Given the head of a singly linked list, write a function to determine if it is a palindrome. A palindrome is a sequence that reads the same forwards and backward.

Example 1:

Input: head = [1,2,2,1] Output: true Explanation: The linked list represents the sequence 1 -> 2 -> 2 -> 1, which is a palindrome.

Example 2:

Input: head = [1,2] Output: false Explanation: The linked list represents the sequence 1 -> 2, which is not a palindrome.

Constraints:

• The number of nodes in the list is in the range [1, 10^5]. Each node's value is between 0 and 9.

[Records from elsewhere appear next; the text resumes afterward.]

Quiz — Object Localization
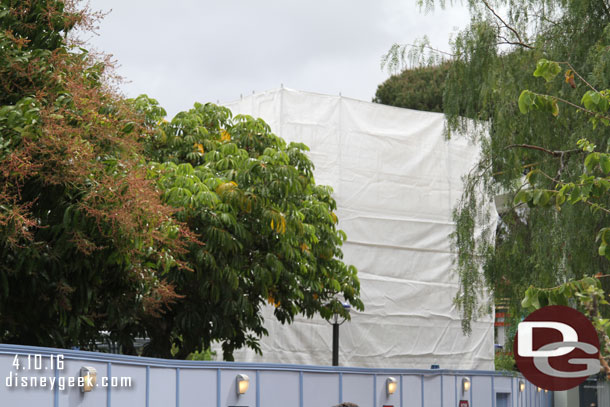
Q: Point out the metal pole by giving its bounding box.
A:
[333,322,339,366]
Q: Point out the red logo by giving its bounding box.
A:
[513,305,600,391]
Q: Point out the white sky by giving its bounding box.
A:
[85,0,469,117]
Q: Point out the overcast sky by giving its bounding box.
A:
[84,0,468,117]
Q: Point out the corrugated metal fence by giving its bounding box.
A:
[0,344,553,407]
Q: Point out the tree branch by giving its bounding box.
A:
[504,144,581,159]
[481,0,534,49]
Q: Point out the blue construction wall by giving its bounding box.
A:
[0,344,552,407]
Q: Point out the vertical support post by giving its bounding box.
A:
[333,322,339,366]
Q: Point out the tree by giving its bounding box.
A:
[373,63,449,112]
[0,0,181,347]
[384,0,610,370]
[133,96,363,360]
[0,0,362,359]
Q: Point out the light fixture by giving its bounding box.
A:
[78,366,97,393]
[385,377,398,397]
[235,374,250,396]
[462,377,470,395]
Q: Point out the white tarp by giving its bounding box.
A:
[220,89,494,369]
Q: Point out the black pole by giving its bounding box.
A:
[333,323,339,366]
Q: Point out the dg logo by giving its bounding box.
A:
[513,305,600,391]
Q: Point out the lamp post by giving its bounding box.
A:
[331,302,352,366]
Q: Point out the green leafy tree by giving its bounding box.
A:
[373,63,449,112]
[0,0,182,349]
[133,96,362,360]
[0,0,362,359]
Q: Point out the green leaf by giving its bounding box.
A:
[599,154,610,174]
[519,89,534,114]
[534,59,561,82]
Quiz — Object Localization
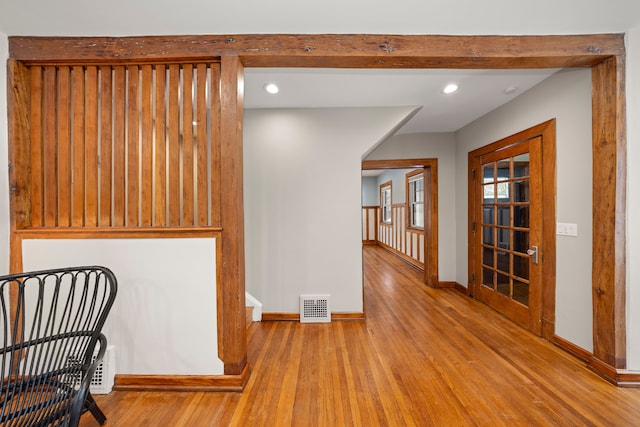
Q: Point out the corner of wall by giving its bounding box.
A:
[0,31,9,274]
[625,25,640,371]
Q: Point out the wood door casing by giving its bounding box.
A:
[469,120,555,339]
[473,136,544,335]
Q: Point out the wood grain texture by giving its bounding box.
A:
[99,66,115,227]
[362,159,440,287]
[9,34,624,68]
[82,67,100,227]
[81,246,640,427]
[592,57,627,369]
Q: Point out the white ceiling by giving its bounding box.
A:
[0,0,640,36]
[245,68,558,133]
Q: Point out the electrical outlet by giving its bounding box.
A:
[556,222,578,237]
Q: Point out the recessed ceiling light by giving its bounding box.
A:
[442,83,458,94]
[264,83,280,95]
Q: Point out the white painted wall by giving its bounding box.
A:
[23,238,224,375]
[0,0,640,36]
[367,133,456,284]
[0,0,640,370]
[456,69,593,351]
[0,32,10,274]
[376,169,413,205]
[626,26,640,371]
[244,107,414,313]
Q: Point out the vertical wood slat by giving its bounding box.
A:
[216,56,247,375]
[30,66,44,227]
[140,65,154,227]
[126,65,140,227]
[19,63,221,228]
[195,64,209,226]
[209,63,222,226]
[99,66,115,227]
[113,66,127,227]
[70,66,85,227]
[85,66,100,227]
[7,60,32,232]
[56,66,72,227]
[154,65,167,226]
[168,65,180,226]
[182,64,194,226]
[43,66,58,227]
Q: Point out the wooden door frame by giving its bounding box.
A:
[8,34,637,384]
[467,119,556,341]
[362,159,441,288]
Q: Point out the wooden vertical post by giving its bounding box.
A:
[590,56,626,374]
[217,56,247,375]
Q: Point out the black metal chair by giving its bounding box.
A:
[0,266,117,427]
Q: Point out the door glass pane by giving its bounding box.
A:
[513,205,529,228]
[482,246,494,267]
[496,159,511,181]
[513,230,529,254]
[496,273,511,296]
[482,267,495,289]
[513,255,529,280]
[513,279,529,306]
[498,206,511,227]
[482,227,493,246]
[498,228,511,249]
[513,153,529,178]
[479,149,531,316]
[482,184,496,203]
[482,206,495,224]
[497,251,510,273]
[513,179,529,202]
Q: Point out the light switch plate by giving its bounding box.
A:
[556,222,578,237]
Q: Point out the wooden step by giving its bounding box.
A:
[246,307,253,328]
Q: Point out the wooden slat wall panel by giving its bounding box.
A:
[98,67,115,227]
[194,64,209,225]
[167,65,180,226]
[112,66,127,227]
[53,67,71,227]
[70,66,86,227]
[43,67,58,227]
[209,67,222,226]
[21,63,221,229]
[140,65,154,227]
[126,65,140,227]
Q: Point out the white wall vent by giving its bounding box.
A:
[300,295,331,323]
[69,345,115,394]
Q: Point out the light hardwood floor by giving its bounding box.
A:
[81,246,640,427]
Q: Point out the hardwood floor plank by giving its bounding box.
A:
[81,245,640,427]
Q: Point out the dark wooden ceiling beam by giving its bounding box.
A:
[9,34,624,68]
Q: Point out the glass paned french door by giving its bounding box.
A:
[481,153,531,306]
[471,137,542,333]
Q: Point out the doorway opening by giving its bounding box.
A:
[362,159,441,287]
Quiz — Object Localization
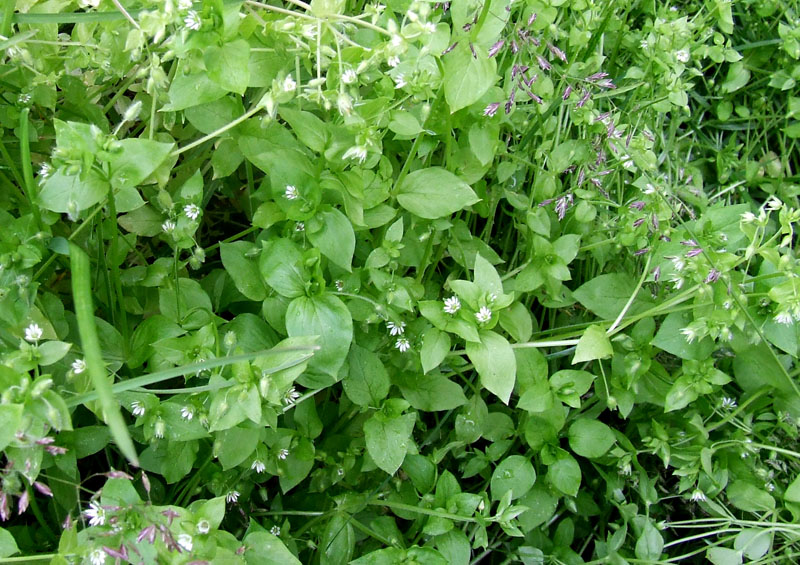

Your task is to implement a function that takes the head of a singly linked list as input and returns true if the list is a palindrome and false otherwise. Optimize your solution for both time and space complexity. Can you achieve O(n) time and O(1) space complexity? What are the edge cases to consider, such as an empty list or a single-node list?

# Palindrome Linked List

## Problem Description

Given the `head` of a singly linked list, determine whether it is a palindrome.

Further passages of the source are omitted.